Most likely the dog wants your attention and you getting angry is just increasing the active submission appeasement behavior you are seeing as a paw lift, and maybe missing other subtle signals that go along with it. Active submission may also be identified as attention-seeking behavior: nuzzling, licking (including licking ears and lips), jumping up, paw lifts and pawing motions, “smiling,” teeth clacking, crouching, pretzeling, and play-bows. If it were me I would think about increasing your exercise playtime to see if that helps. Just guessing from your brief post, that your dog needs more interaction with you.


Sent from Petguide.com Free App


----------



## Angelina03 (Jan 9, 2012)

When Rocco does that we give him the attention he needs. We hug him, let him climb up on us or by us, pet him, etc. Once his attention need is satisfied, he'll go lay down somewhere else. I personally welcome the affection. 


Sent from Petguide.com Free App


----------



## carmspack (Feb 2, 2011)

yes "Most likely the dog wants your attention and you getting angry is just increasing the active submission appeasement behavior you are seeing as a paw lift, and maybe missing other subtle signals that go along with it. Active submission may also be identified as attention-seeking "
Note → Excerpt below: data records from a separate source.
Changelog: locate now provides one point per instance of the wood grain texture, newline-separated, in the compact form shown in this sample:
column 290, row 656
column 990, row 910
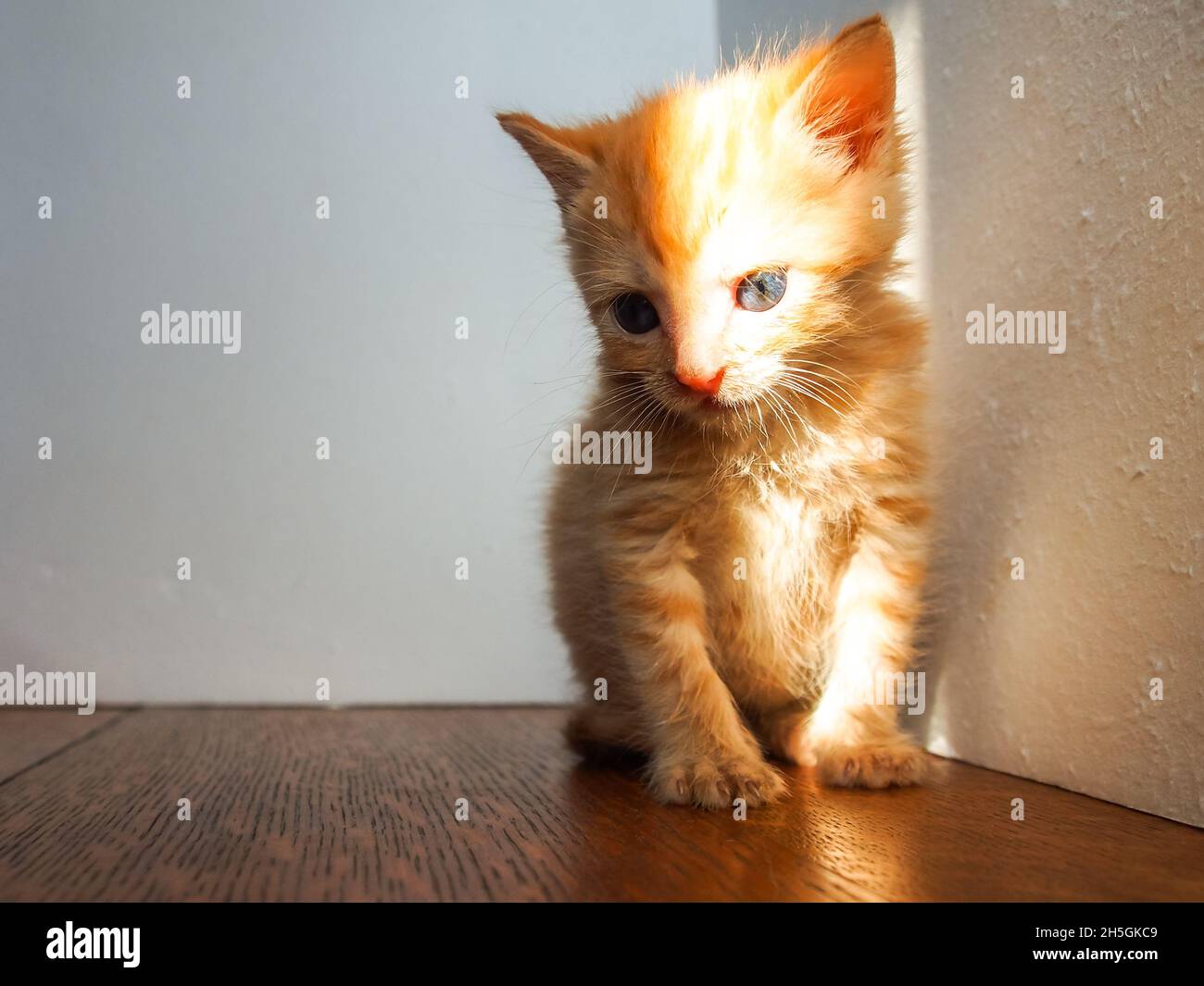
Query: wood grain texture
column 359, row 805
column 28, row 736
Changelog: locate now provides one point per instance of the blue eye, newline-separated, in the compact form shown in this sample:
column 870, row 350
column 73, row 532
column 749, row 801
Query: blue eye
column 761, row 291
column 634, row 313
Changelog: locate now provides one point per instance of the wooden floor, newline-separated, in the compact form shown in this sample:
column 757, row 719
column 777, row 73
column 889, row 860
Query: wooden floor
column 360, row 805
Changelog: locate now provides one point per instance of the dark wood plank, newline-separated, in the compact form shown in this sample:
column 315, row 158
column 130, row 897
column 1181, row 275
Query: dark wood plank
column 359, row 805
column 28, row 736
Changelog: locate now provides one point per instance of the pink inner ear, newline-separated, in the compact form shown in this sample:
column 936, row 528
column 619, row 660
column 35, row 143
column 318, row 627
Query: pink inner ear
column 859, row 88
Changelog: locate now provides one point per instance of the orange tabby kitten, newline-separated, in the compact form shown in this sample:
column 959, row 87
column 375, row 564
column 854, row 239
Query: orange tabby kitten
column 733, row 241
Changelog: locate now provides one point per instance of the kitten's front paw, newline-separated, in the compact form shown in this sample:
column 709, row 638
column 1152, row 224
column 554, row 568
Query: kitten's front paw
column 715, row 781
column 871, row 765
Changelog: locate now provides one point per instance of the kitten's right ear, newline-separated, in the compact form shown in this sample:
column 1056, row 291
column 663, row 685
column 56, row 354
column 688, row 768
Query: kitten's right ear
column 564, row 165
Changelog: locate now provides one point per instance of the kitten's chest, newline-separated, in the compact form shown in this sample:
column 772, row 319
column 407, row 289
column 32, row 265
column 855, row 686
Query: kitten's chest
column 771, row 556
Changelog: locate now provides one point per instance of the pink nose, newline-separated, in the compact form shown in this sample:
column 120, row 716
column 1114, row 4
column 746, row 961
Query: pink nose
column 699, row 381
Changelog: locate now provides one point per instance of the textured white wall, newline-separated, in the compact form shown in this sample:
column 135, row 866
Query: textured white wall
column 300, row 568
column 1044, row 203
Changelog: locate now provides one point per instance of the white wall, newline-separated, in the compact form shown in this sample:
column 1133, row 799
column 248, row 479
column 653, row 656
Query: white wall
column 300, row 568
column 1044, row 203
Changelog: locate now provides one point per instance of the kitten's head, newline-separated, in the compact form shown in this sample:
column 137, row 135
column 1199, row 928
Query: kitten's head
column 721, row 232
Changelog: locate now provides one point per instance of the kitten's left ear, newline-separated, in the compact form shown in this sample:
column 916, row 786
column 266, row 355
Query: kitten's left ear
column 552, row 149
column 847, row 94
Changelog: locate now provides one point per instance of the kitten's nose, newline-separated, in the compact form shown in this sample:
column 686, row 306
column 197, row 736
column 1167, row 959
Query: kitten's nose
column 701, row 381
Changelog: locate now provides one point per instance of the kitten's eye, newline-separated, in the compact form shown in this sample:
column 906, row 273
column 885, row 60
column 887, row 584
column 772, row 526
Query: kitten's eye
column 761, row 291
column 634, row 313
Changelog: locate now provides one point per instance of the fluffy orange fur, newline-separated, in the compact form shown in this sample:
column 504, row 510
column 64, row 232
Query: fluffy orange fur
column 739, row 598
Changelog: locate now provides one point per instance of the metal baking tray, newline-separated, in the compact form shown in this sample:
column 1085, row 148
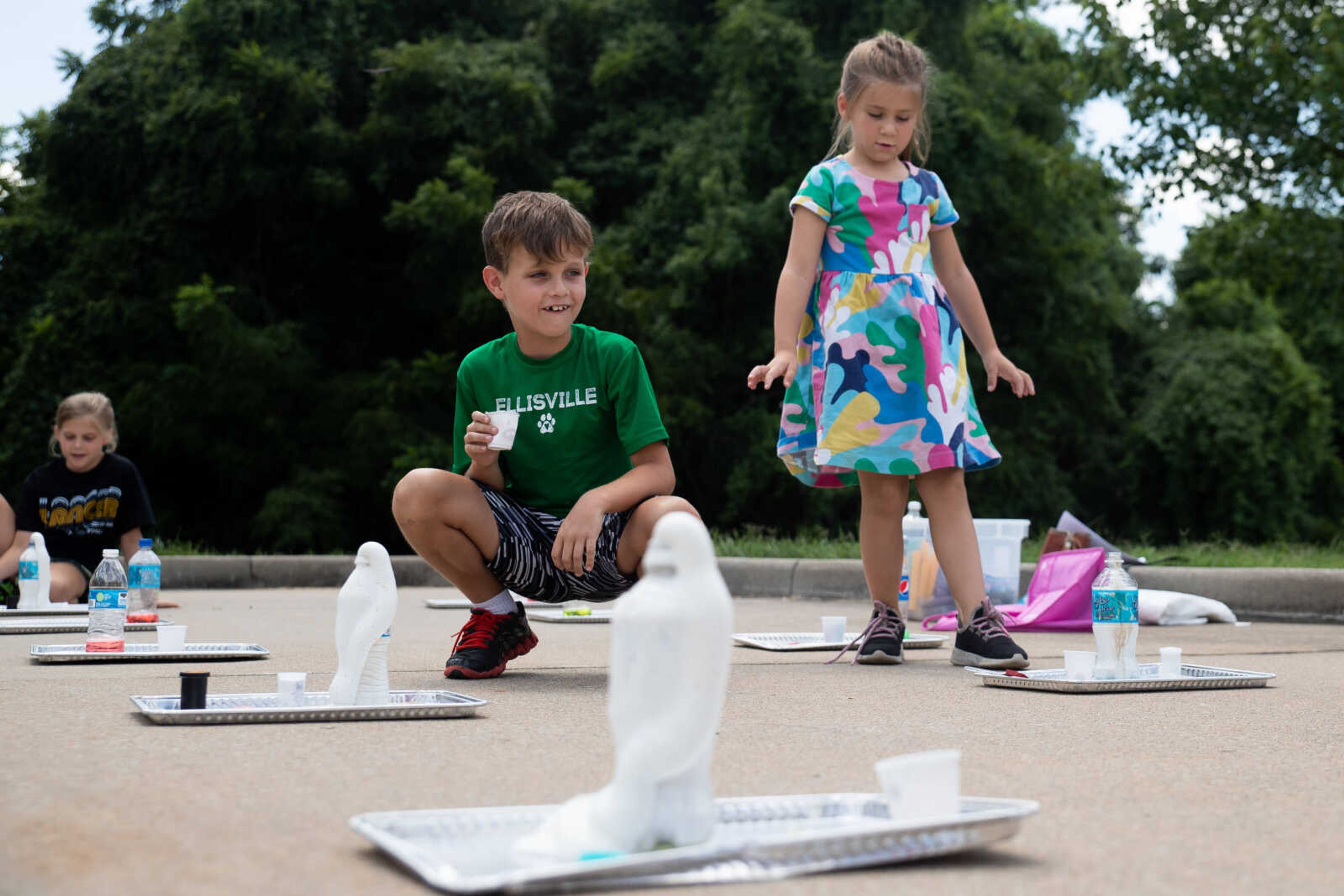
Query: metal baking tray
column 1191, row 679
column 555, row 614
column 758, row 839
column 814, row 641
column 148, row 653
column 241, row 708
column 51, row 611
column 40, row 625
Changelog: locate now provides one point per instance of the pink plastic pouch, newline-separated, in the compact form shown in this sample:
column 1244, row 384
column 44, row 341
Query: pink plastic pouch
column 1058, row 598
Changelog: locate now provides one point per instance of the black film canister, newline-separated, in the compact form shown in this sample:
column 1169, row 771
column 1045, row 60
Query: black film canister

and if you get angry or frustrated the dog will be anxious and the behaviour increases . Often people encourage the "give a paw" behaviour and then get short fused when the dog keeps clobbering them . 

You see this " the active submission appeasement behavior you are seeing as a paw lift" when you have pups in the 6 to 7 week age range , separated from their dam , who comes in for the visit and all the pups swarm her and try to sneak in a quick nurse . They meet her with this behaviour , a juvenile hold over , which blocks her from being harsh with them (they have teeth) -- . This is appeasement behaviour. 
Are we okay with each other?


----------



## Sunflowers (Feb 17, 2012)

It is also a great opportunity to teach the "shake" command


----------



## carmspack (Feb 2, 2011)

but what are you teaching the dog with the shake a paw ? from the dog's perspective , you are asking him to stay juvenile


----------



## shepherdmom (Dec 24, 2011)

My 12 year old still reaches out with his paw and touches me. I've always taken it as he just wants the connection. I reach over and pet him and we will cuddle for a little while then he goes and lays down.


----------



## blehmannwa (Jan 11, 2011)

on using the "the shake a paw" trick, I think that it puts a behavior on command. Plus when the dog does its pawing behavior, the owner interacts with the dog but on the owner's terms.


----------



## JanaeUlva (Feb 5, 2011)

Angelina03 said:


> When Rocco does that we give him the attention he needs. We hug him, let him climb up on us or by us, pet him, etc. Once his attention need is satisfied, he'll go lay down somewhere else. I personally welcome the affection.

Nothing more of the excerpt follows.